Sayangnya, gol pertama Jesus diawali dengan cara yang buruk. Saat mencoba menyepak bola di dalam kotak penalti, Sterling ditempel bek Mykola Matvyenko. Kakinya luput menendang bola, tetapi melah menyepak rumput. Sterling terjatuh.

Wasit Viktor Kassai menunjuk titik putih karena yakin Sterling dijatuhkan Matvyenko. Tidak seperti FIFA dan sejumlah asosiasi sepak bola domestik, UEFA cenderung kuno. UEFA tidak memakai teknologi garis gawang, apalagi VAR.

UEFA lebih mengandalkan hakim garis ketiga dan keempat dan baru memakai VAR tahun depan. Jadi, Kassai tak punya kesempatan untuk mengevaluasi keputusannya ketika menunjuk titip putih.

Sterling menyadari dia keliru. “Saya ingin mencungkil bola dan tidak tahu apa yang selanjutnya terjadi,” kata Sterling kepada BT Sport.

“Saya tiba-tiba terjatuh. Saya tidak merasa disenggol tetapi terjatuh. Jadi, saya minta maaf kepada wasit dan juga Shakhtar.”

Guardiola juga menyadari timnya seharusnya tak diberi hadiah penalti.

“Kami yakin itu bukan penalti,” ujar Pep.

Pep mengatakan VAR memang dibutuhkan karena permainan saat ini semakin cepat. “Wasit sudah sejak lama butuh bantuan agar bisa membuat keputusan tepat dan tidak keliru. Saat ini, pemain bergerak lebih cepat, dengan skill yang lebih komplet.”

Kemenangan besar ini membawa City mengumpulkan sembilan angka dan berada di puncak klasemen. Sementara, Lyon berada di urutan kedua dengan enam angka.

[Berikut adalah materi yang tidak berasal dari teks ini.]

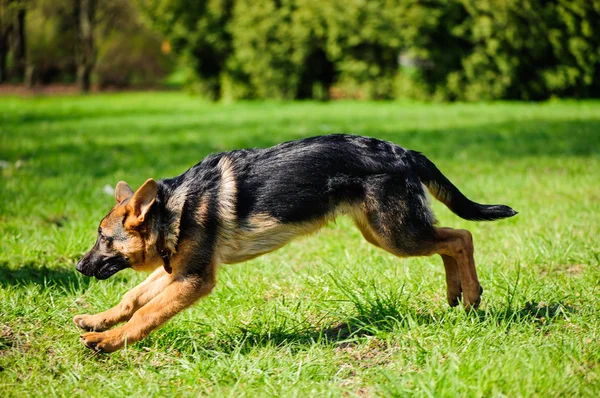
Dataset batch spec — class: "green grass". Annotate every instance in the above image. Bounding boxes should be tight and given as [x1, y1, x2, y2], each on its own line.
[0, 93, 600, 397]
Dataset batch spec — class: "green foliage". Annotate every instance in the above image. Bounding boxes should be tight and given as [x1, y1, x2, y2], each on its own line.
[0, 93, 600, 398]
[140, 0, 600, 100]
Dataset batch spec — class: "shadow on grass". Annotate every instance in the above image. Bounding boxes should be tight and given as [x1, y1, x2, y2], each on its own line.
[0, 262, 89, 289]
[190, 294, 575, 353]
[5, 119, 600, 178]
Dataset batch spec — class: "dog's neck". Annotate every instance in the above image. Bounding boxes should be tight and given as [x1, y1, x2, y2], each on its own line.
[153, 182, 186, 261]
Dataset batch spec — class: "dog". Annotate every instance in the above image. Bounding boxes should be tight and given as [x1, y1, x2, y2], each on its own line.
[73, 134, 517, 352]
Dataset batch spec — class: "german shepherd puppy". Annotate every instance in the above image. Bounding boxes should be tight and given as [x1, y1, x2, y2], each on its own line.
[73, 134, 517, 352]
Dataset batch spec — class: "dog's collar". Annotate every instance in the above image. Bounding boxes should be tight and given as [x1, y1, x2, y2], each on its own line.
[156, 229, 173, 274]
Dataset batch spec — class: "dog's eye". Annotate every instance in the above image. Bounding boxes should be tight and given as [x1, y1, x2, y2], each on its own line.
[98, 228, 112, 241]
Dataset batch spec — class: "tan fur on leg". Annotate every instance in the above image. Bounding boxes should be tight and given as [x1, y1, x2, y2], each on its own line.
[73, 267, 171, 332]
[81, 278, 215, 352]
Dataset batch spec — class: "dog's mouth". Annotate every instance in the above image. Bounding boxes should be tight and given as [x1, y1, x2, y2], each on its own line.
[94, 263, 127, 280]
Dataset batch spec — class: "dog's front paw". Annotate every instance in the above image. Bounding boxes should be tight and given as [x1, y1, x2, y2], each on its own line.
[79, 332, 123, 352]
[73, 315, 109, 332]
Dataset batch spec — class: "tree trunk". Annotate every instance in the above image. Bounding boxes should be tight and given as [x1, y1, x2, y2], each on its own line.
[0, 1, 9, 83]
[77, 0, 96, 93]
[0, 32, 8, 83]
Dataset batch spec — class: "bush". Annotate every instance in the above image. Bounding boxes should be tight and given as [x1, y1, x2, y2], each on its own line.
[139, 0, 600, 100]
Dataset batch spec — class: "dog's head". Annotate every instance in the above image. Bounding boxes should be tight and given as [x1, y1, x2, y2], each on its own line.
[76, 179, 158, 279]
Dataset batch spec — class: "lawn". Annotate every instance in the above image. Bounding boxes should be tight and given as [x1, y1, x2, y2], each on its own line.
[0, 93, 600, 397]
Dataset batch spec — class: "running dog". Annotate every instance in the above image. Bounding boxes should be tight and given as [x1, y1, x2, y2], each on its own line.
[73, 134, 517, 352]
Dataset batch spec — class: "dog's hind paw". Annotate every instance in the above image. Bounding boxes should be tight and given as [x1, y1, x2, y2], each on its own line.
[79, 332, 123, 352]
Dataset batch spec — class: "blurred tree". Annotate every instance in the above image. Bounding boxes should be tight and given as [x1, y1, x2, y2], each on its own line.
[74, 0, 97, 92]
[0, 0, 29, 83]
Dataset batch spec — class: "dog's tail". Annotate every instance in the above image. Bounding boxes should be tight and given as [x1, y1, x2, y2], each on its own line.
[409, 151, 517, 221]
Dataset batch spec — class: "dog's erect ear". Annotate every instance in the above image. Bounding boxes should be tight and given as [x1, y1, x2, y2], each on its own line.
[115, 181, 133, 203]
[128, 178, 158, 223]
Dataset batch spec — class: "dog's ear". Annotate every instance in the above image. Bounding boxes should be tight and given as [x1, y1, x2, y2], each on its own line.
[115, 181, 133, 203]
[127, 178, 158, 224]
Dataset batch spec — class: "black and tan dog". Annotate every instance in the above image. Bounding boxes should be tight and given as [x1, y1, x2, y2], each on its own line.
[74, 135, 516, 352]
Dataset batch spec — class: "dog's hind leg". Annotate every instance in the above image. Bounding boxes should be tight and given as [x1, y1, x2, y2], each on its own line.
[440, 254, 462, 307]
[73, 267, 171, 332]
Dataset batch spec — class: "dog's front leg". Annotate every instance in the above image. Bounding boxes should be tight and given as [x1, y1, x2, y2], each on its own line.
[73, 267, 171, 332]
[81, 277, 215, 352]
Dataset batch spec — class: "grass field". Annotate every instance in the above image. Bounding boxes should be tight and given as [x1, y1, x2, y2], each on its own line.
[0, 93, 600, 397]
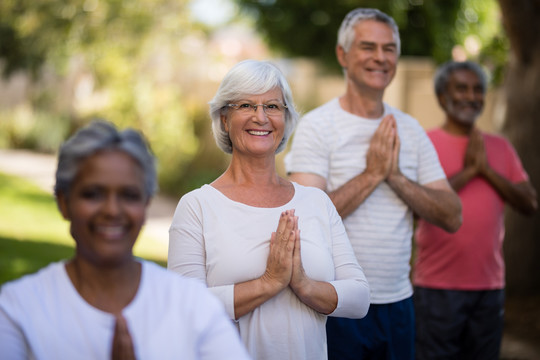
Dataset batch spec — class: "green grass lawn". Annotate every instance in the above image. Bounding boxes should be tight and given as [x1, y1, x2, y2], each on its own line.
[0, 173, 166, 284]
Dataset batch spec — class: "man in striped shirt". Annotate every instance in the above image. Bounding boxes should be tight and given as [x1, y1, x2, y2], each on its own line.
[285, 9, 461, 359]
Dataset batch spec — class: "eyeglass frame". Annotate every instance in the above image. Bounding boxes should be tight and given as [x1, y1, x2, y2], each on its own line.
[224, 102, 289, 116]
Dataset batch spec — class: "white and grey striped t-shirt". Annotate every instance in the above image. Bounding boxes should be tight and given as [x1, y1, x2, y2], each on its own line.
[285, 98, 445, 304]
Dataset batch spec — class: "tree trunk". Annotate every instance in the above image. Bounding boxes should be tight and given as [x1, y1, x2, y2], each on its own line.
[499, 0, 540, 296]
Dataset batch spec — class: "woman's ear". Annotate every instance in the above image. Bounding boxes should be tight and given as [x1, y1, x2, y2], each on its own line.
[219, 114, 229, 132]
[56, 192, 71, 220]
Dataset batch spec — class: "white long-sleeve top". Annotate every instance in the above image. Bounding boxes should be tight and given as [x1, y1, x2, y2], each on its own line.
[0, 261, 249, 360]
[168, 183, 369, 360]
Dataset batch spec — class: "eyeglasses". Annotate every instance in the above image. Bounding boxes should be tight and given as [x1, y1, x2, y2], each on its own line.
[225, 102, 287, 116]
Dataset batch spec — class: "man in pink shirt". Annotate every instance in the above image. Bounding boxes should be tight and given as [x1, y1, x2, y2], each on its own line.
[413, 62, 538, 359]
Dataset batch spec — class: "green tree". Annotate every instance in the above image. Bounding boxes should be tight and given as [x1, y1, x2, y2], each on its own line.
[0, 0, 224, 195]
[236, 0, 499, 70]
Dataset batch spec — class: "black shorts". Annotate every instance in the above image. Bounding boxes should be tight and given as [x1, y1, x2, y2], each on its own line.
[413, 287, 504, 360]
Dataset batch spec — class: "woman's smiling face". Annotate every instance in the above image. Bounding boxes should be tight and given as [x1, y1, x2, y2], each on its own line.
[221, 88, 286, 156]
[58, 150, 149, 264]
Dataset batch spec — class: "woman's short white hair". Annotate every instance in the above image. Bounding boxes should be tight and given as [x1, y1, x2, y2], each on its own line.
[209, 60, 299, 154]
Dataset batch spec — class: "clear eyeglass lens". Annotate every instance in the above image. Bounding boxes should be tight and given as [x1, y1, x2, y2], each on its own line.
[229, 103, 285, 115]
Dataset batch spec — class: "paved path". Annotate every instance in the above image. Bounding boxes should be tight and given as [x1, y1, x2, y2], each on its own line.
[0, 149, 177, 256]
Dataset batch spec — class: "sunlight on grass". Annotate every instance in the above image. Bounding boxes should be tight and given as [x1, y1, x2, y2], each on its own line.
[0, 173, 167, 284]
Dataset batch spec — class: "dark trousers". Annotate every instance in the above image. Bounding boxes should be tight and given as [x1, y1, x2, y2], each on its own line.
[326, 298, 414, 360]
[414, 287, 504, 360]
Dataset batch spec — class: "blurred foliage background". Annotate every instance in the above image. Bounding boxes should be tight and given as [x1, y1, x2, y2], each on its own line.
[0, 0, 508, 200]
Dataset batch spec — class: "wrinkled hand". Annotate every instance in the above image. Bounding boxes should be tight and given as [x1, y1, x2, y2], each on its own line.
[111, 314, 135, 360]
[366, 114, 397, 181]
[263, 210, 298, 289]
[289, 218, 309, 293]
[464, 128, 489, 175]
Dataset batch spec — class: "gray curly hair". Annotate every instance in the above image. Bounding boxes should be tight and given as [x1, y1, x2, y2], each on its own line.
[54, 119, 158, 197]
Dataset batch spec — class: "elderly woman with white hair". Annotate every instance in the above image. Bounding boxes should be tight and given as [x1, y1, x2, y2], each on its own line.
[0, 121, 249, 360]
[168, 60, 369, 360]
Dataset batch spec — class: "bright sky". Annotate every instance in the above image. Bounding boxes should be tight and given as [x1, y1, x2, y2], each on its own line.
[189, 0, 235, 26]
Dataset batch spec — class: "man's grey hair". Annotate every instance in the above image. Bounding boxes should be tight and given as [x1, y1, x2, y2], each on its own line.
[54, 119, 158, 197]
[337, 8, 401, 55]
[209, 60, 299, 154]
[433, 61, 487, 96]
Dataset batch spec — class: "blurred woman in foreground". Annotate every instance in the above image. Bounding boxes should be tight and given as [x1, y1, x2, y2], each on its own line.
[0, 121, 247, 359]
[168, 60, 369, 360]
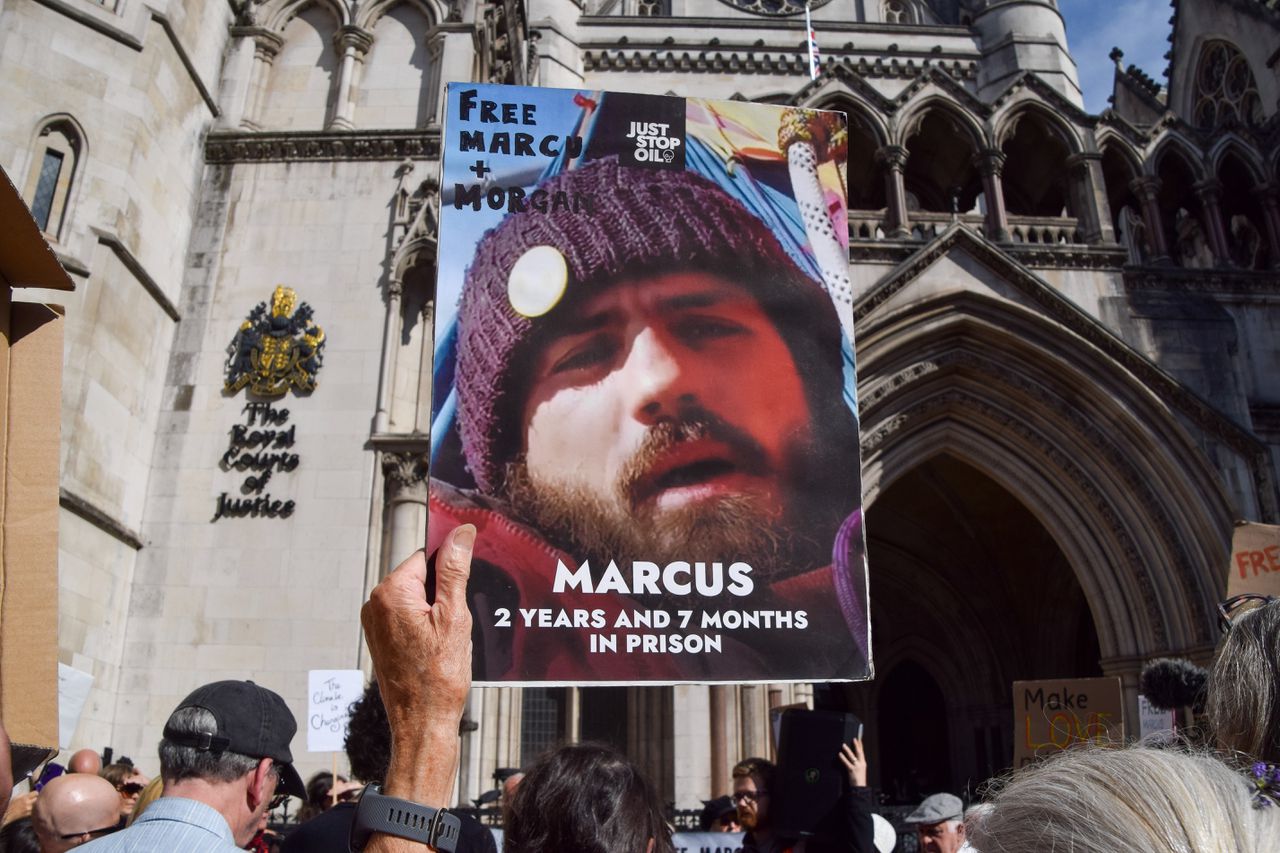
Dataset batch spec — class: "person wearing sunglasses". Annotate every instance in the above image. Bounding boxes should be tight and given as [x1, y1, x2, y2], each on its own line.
[1206, 593, 1280, 765]
[31, 774, 120, 853]
[99, 762, 150, 827]
[84, 681, 306, 853]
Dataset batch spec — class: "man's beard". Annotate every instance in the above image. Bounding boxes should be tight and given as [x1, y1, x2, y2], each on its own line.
[506, 407, 847, 578]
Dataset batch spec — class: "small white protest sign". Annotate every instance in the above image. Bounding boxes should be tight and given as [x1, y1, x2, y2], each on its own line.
[307, 670, 365, 752]
[58, 662, 93, 749]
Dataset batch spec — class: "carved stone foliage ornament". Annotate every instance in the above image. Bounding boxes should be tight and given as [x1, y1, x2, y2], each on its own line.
[223, 284, 324, 397]
[722, 0, 831, 18]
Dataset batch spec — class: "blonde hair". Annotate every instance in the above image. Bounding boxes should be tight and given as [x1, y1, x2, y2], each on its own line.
[127, 776, 164, 826]
[968, 747, 1280, 853]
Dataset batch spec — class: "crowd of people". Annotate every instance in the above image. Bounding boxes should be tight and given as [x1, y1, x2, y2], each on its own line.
[0, 525, 1280, 853]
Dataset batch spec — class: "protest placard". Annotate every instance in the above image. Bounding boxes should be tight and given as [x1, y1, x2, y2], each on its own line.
[428, 85, 870, 684]
[1226, 521, 1280, 598]
[1014, 678, 1124, 767]
[307, 670, 365, 752]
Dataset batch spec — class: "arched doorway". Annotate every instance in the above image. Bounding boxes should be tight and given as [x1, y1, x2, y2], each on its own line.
[847, 453, 1102, 802]
[880, 660, 951, 803]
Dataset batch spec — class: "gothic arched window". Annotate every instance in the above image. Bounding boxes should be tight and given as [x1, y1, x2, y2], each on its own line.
[1192, 41, 1262, 129]
[23, 117, 84, 241]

Lyon ditahan imbang tamunya Hoffenheim dengan skor 2-2 di Stadion Groupama, Lyon. Sahibulbair unggul dua gol terlebih dahulu lewat Nabil Fekir (19') dan Tanguy Ndombele Alvaro (28'). Hoffenheim yang bermain dengan sepuluh pemain setelah Kasim Nuhu dikartu mereah pada menit ke-51 bisa membalas lewat Andrej Kramaric di menit ke-65 dan Pavel Kaderabek di pengujung laga.

Hoffenheim kini mengoleksi tiga angka. Di dua laga terakhir, City akan melawat ke markas Lyon pada 28 November dan menjamu Hoffenheim pada 13 Desember.